President Hoover started a six week nationwide campaign to raise millions of dollars locally for local relief. A non-Government enterprise actively headed by Newton Diehl Baker. This cash drive constitutes the backbone of the President's program for getting the country through the winter and figures conspicuously in the political record on which he seeks reelection. Having promised in his stump speech at Cleveland that no "deserving" citizen shall starve, President Hoover sat down at his Cabinet table and appealed by radio to "the great heart of the American people." He spoke of "a wealth of human sympathy" and "the precious warmth of a friendly hand." He concluded:

"Let me say no richer blessing can fill your own hearts than the consciousness on some bleak winter's evening that your generosity has lighted a fire upon some family's hearth that otherwise would be black and cold and has spread some family table with food where otherwise children would be wanting. I wish my last word to you to be the word GIVE!"

P: In an address to the American Bar Association, President Hoover, naming no names, warned against a betrayal "by false prophets of a millennium promised through seductive but unworkable and disastrous theories of government." urged all good lawyers to "defend our system of government against reckless assaults by designing persons".

Next day the President laid the cornerstone of the Supreme Court's new home and in the evening held a White House reception for the Judiciary. At this levee 2,000 Bar Association members were added to 3.000 regular guests making it the largest in recent White House history. For an hour and 40 minutes the President, standing in the Blue Room, shook hand after hand after hand. Many an exuberant guest, ignorant of White House etiquet, wrung the President's fingers instead of allowing him to do the shaking. The President's hand turned red and began to swell. Jeweled rings cut into his palm and finger tips. The President noticed he was getting blood on ladies' white gloves. He felt fatigued. White House Physician Joel Boone ordered him to cut short the ordeal, retire upstairs. Behind were left several thousand unhandshaken guests. Next day the President appeared with a bandage around his fingers.
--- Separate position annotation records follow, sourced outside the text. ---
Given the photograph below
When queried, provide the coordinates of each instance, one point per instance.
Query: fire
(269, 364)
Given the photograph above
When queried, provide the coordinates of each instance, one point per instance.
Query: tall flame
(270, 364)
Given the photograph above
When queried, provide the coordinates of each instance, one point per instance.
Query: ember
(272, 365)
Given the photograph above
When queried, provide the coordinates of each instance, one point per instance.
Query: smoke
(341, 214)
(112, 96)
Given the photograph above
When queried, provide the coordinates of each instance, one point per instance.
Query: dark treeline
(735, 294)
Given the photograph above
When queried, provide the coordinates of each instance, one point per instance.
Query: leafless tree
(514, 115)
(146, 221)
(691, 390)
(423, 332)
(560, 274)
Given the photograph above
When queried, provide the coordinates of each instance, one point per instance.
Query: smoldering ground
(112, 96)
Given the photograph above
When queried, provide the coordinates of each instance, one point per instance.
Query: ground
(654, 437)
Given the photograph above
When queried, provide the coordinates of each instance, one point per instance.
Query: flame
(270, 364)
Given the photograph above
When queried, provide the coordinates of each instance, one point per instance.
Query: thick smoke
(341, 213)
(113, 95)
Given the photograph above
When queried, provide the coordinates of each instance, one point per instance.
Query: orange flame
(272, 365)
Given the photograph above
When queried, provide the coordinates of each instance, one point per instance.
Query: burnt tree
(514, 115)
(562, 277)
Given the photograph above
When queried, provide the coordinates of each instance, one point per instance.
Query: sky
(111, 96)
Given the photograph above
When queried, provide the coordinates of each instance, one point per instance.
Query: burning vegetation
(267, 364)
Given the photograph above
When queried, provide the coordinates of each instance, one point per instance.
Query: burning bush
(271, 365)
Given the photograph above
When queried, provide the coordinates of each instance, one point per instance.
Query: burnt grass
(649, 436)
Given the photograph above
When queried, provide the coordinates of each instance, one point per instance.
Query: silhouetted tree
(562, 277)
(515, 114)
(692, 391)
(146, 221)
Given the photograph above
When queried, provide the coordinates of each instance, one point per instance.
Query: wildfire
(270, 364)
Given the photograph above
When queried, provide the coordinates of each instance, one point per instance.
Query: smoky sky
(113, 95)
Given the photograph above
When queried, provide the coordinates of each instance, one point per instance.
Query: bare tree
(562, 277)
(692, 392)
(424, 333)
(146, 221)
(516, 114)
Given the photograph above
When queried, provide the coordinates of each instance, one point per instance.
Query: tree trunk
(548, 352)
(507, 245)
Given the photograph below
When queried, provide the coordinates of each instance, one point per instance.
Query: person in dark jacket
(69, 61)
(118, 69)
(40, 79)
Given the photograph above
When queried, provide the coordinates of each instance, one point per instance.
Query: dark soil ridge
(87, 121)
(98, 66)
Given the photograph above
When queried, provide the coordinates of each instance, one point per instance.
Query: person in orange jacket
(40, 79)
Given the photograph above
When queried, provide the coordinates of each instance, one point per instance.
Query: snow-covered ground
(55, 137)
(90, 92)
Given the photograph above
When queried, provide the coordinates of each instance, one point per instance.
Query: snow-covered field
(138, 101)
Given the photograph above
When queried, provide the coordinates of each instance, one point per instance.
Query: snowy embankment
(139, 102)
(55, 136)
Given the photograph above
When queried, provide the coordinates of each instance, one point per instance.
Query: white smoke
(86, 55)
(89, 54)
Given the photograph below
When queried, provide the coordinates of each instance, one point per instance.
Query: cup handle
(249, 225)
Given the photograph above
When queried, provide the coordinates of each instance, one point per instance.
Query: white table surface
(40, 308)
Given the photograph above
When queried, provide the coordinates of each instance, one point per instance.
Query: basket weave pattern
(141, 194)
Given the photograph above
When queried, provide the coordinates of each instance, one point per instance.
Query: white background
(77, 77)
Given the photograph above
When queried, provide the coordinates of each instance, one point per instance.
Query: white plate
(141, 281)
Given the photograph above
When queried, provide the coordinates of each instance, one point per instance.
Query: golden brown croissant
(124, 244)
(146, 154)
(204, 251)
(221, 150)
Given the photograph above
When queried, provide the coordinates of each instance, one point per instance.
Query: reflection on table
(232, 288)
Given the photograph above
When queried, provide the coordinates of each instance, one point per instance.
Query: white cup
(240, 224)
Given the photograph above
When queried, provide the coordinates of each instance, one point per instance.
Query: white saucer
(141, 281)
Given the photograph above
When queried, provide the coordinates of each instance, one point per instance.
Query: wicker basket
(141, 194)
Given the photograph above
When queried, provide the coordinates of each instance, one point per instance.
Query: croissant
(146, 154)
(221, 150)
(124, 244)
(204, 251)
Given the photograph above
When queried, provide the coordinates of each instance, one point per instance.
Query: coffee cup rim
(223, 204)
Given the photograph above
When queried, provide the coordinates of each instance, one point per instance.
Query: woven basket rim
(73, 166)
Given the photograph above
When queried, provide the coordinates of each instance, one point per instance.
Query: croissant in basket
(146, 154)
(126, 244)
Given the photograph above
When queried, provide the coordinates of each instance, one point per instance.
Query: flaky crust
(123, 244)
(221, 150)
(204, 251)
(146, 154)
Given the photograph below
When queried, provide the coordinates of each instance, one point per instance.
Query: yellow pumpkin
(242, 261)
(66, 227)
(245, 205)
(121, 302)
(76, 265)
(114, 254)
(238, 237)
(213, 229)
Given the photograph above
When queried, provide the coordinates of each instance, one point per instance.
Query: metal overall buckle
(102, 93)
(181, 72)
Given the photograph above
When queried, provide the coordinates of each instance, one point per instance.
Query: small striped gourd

P: To President Hoover, who has vigorously defended the Hawley-Smoot Tariff on the stump, was presented last week a petition from 180 economists, most of them college professors, asking him to flex duties downward. The petition's sponsor was Columbia's James Cummings Bonbright. Its gist was that current rates increase unemployment, strangle foreign trade, produce tariff reprisals, delay world recovery --all arguments the President has repeatedly denied.

P: "Gentlemen. I am glad to see you.'' declared President Hoover as ten khaki clad men and two women filed into his office. They represented the Bonus Expeditionary Force's recent convention at Uniontown, Pa. Beside the President stood Veterans' Administrator Hines. In his hand Hoke Smith, B. E. F. leader, carried a sealed envelope. In the envelope was a petition for clothing, cots, a 15-c- per day food ration and full Bonus payments. Also in the envelope was a B. E. F. resolution addressed to the President: "We do hereby censure you and those of your Administration who took part in the forceful eviction of the B. E. F. from Washington." Smith laid his envelope on the President's desk. President Hoover observed that its contents were a gross insult to the dignity of his office and therefore he would not receive it. Hoke Smith picked it up. handed it to General Hines who put it in his pocket. In silence the B. E. F. delegates listened to a goodnatured lecture in which President Hoover told them he disagreed with some of their objectives but was glad they had determined not to repeat "the scenes that occurred in Washington last summer." The delegates marched out, all smiles.